Según él, lo único que pasa es que unos niños hace mucho tiempo encontraron el
templo con la estatua de la cabra, y por eso en Yarim el sacrificio supersticioso
se hace en él en lugar de en el desierto. Me insistió que era algo inocuo.
Mientras me levantaba de la camilla le pregunté que
si podíamos estar seguros de que todos esos sacrificios no traían a los
demonios del Maligno, que no había auténticos adoradores del Señor de la Noche
entre la gente del pueblo. Y él me miró y me dijo que si me habían parecido
algo más que pueblerinos, que pastores. Y tuve que reconocer que no me habían
parecido otra cosa.
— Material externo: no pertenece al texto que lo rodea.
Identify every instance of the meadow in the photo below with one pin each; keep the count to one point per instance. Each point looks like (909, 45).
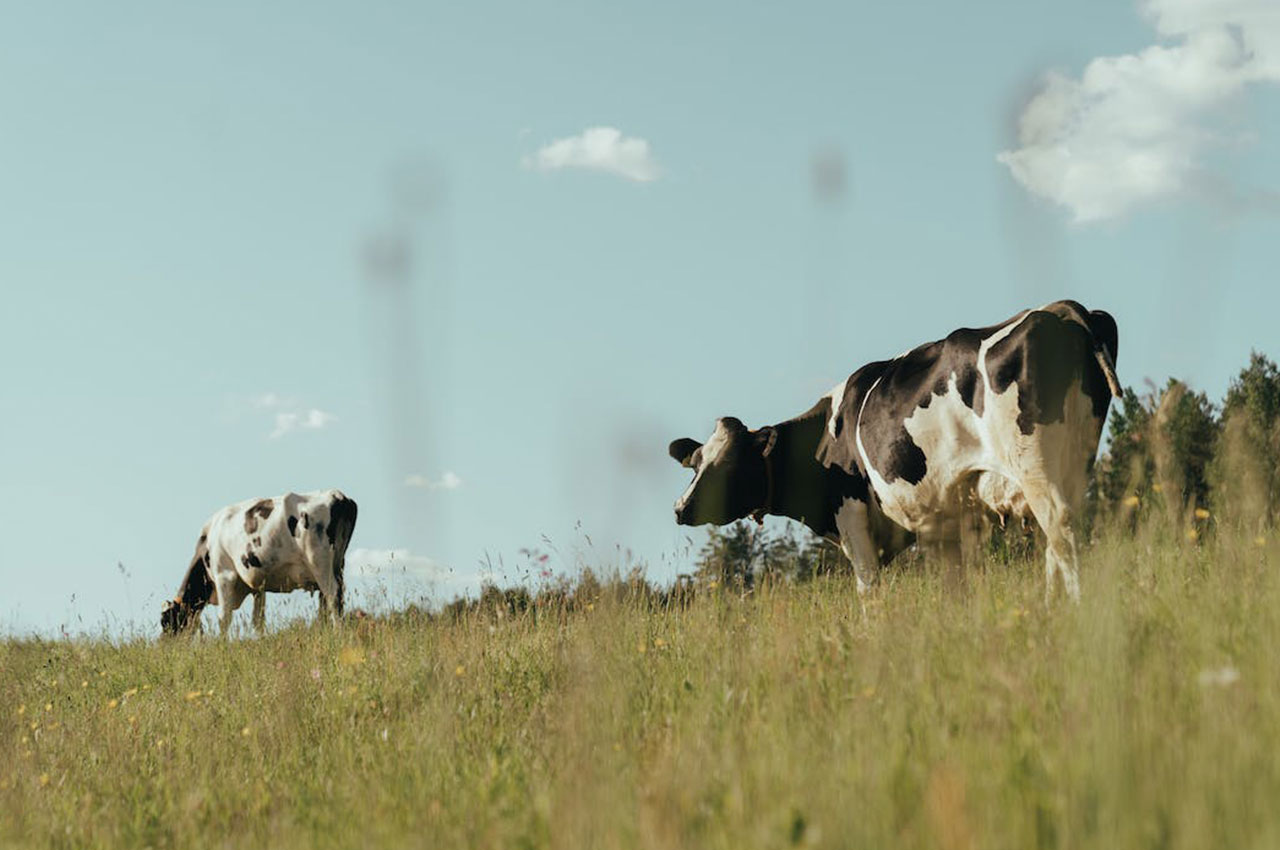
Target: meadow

Luego me dijo que él llevaba muchos años viviendo entre
ellos y que tampoco le parecían otra cosa, que perdiese cuidado. La charla ha
espantado casi todas las dudas de mi cabeza.
Massud me ha dado nuevas indicaciones de cómo
aumentar el ejercicio y unas nuevas infusiones que debo tomar para esta última
parte de la primera fase del tratamiento. Mañana mismo me pondré con ello.